そのため、まず「協議をすべき人は誰なのか」を、被相続人の出生から死亡までの戸籍で確定させることが出発点になります。
▶ 戸籍の収集・相続関係説明図・法定相続情報一覧図の作成を依頼する
② 数次相続の記載が漏れている
数次相続とは、相続手続きが終わらないうちに、相続人のどなたかがお亡くなりになり、その方についての相続が重ねて発生している状態をいいます。
このとき、数次相続が起きていることを協議書に記載しないと、亡くなった相続人(相続人兼被相続人)の相続については協議をしていないものとして扱われることがあります。 また、その方の配偶者を相続人として加え忘れる、というミスも起こりがちです。

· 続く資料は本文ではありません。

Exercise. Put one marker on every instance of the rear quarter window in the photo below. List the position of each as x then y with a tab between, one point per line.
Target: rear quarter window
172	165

どの相続についての協議なのかを書き分ける必要があるため、記載方法にはとくに注意が必要です。当事務所では、数次相続がある場合の遺産分割協議書の作成にも対応しています(報酬は基本料金に11,000円(税込)の加算となります)。
③ 財産の記載が漏れている
財産の挙げ忘れは、気づくのが遅れるという点で、負担の大きい失敗です。 多くの場合、それなりに年数が経ってから「この口座の手続きがされていない」「この土地の名義が変わっていない」という形で発覚します。
その時点で、その財産について改めて相続人全員で協議し、協議書を作成し直すことになります。当初の相続人がお亡くなりになっていれば、その方の相続人も協議に加わることになり、関係者が増え、費用も時間も当初より大きくなります。

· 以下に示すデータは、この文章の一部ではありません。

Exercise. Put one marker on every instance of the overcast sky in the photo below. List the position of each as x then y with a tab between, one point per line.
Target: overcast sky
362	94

不動産については、固定資産税の課税明細書に載らない私道や共有持分が漏れやすい財産の代表例です。金融資産についても、通帳の残っていない口座や証券口座が見落とされることがあります。協議書を作成する前に、財産の範囲を調査しておくことが、結果として最も費用を抑える方法です。

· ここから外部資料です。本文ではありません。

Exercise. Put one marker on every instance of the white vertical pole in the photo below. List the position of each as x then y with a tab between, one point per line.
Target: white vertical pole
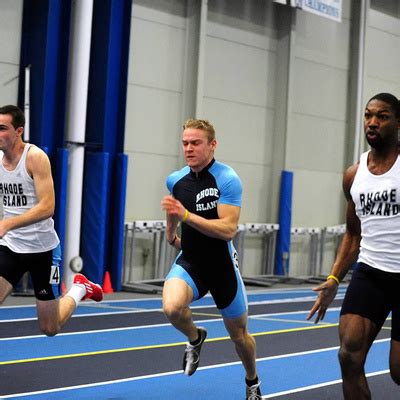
201	58
358	143
79	58
26	103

作成までを依頼する/名義変更まで依頼する(部分依頼のすすめ)
遺産分割協議書の作成までをご依頼いただき、その後の相続登記・年金・銀行の手続きはご自身で進める——という進め方があります。費用を抑えつつ、失敗しやすい部分だけを専門家に任せる方法です。
| ご依頼の範囲 | 当事務所が行うこと | ご自身で行うこと | 向いている方 |
|---|---|---|---|
| 遺産分割協議書の作成まで | 相続人の確認、財産の記載内容の確認、遺産分割協議書の作成 | 預貯金の解約、不動産の名義変更、年金の手続きなど | 費用を抑えたい方/時間に余裕のある方 |
| 相続手続きまで一括 | 戸籍の収集、財産の調査、遺産分割協議書の作成、預貯金・証券の名義変更 | ご意向のご相談と書類へのご署名・ご押印 | 平日に動く時間が取りにくい方/相続人が多い方 |
ご自身で協議書まで作成し、その後の相続登記でつまずいて専門家に依頼する場合、専門家は原則として、その協議書をそのまま使うことができません。内容を確認し、必要に応じて補正を行うため、チェック費用や補正の費用が別途かかります。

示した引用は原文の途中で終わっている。